Susanna Beard: Dare To Remember

dare-to-remember-cover

I received a free physical copy of this book from the publishers as part of their Legend100 Club in exchange for an honest review.

Reeling from a brutal attack that leaves her flatmate dead and her badly
injured, Lisa Fulbrook flees to the countryside to recuperate. With only
vague memories of the event, she isolates herself from her friends and
family, content to spend her days wandering the hills with her dog, Riley.

However, Lisa is soon plagued, not only by vivid flashbacks, but questions,
too: how did their assailant know them? Why were they attacked? And
what really happened that night?

As she desperately tries to piece together the memories, Lisa realises that
there’s another truth still hidden to her, a truth she can’t escape from. A
truth that may have been right in front of her all along.

Dare To Remember is Susanna Beard’s debut novel; a psychological thriller following Lisa Fulbrook after she has relocated to a quiet village following the trauma she has experienced. After experiencing a near miss with death and losing her closest friend, Lisa cannot take being around everyone that was part of that life that has been taken away from her. Attempting a second chance at life, Lisa becomes plagued with flashbacks and nightmares that leave her questioning what truly happened that night and, underneath everything that she can remember, there is the question of what she can’t remember.

I had no expectations when heading into this novel, and that’s something I generally like to keep when it comes to thrillers and mystery’s. Once the suspense and the general plot-line has been divulged, I generally find it very hard to immerse myself and no longer feel the heart pumping, pulse racing sort of reaction expected of some of these novels. Dare To Remember is a brilliant psychological thriller that leaves you questioning everything that you are told regarding Lisa’s flashbacks and her memory. She herself admits to feeling unreliable in her account of what happened and you feel sympathy towards Lisa and her situation.

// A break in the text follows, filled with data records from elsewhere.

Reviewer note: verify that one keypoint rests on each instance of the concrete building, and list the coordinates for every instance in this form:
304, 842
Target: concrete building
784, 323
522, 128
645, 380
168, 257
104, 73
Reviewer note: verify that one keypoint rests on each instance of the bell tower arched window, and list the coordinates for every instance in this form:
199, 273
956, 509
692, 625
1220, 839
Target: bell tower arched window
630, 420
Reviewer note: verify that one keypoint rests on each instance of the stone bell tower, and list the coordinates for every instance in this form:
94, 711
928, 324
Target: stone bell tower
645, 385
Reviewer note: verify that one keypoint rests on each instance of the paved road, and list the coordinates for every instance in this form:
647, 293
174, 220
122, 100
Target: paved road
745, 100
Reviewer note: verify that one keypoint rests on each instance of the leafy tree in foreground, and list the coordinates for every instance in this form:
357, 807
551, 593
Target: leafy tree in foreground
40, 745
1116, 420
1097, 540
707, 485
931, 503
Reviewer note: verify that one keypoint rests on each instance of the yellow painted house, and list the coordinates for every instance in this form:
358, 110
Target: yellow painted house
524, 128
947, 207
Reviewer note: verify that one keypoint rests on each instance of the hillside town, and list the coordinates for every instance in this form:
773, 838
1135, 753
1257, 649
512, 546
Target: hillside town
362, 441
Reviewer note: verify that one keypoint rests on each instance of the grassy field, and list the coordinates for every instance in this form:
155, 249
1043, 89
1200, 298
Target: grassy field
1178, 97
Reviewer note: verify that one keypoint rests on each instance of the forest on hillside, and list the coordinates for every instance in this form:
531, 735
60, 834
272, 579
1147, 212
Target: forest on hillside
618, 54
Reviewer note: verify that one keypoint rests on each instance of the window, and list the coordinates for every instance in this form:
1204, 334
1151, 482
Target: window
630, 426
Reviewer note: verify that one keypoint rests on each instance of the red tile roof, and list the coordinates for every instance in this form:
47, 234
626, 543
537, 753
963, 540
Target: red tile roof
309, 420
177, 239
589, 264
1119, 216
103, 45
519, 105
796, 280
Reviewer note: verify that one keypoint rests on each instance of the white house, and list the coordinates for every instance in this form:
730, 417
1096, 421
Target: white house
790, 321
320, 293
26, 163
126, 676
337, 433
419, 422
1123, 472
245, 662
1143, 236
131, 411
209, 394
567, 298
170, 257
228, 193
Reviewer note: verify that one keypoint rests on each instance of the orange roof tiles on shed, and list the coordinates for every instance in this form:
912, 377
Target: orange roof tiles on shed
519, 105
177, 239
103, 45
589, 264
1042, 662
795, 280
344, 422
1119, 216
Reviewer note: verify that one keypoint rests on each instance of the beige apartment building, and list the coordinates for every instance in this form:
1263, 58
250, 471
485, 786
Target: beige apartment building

As a character, Lisa is quiet and likes to keep to herself – preferring the company of the dog she acquired from her next door neighbour to that of human company. Though this is the case, she does keep in regular contact with her next door neighbour, an elderly man who doesn’t pry into her past and accepts her for who she is and how she helps. It is clear that the Lisa of the present is one entirely different to that of Lisa before the event, with her flashbacks and nightmares showing a woman who was lively and liked to socialise. Beard shows how such a traumatic event can truly impact someone’s life and how their whole personality can change. It is only thanks to the relationships she makes after this event that she is able to accept her situation and move forwards.

I really enjoyed the concept of the novel. Dare To Remember is well-paced, quick, and easy to read, and the writing and plot draws you into the narrative. I found it very hard to put this novel down as I just couldn’t help being drawn into Lisa’s life and trying to, at the same time as her, uncover the truth of the attack and what her mind had shrouded from her. The side characters were also interesting, all with their own traumas and incidents that have made them who they are, and I loved how they all interacted and how they affected events that were to take place, all of them helping each other in different ways.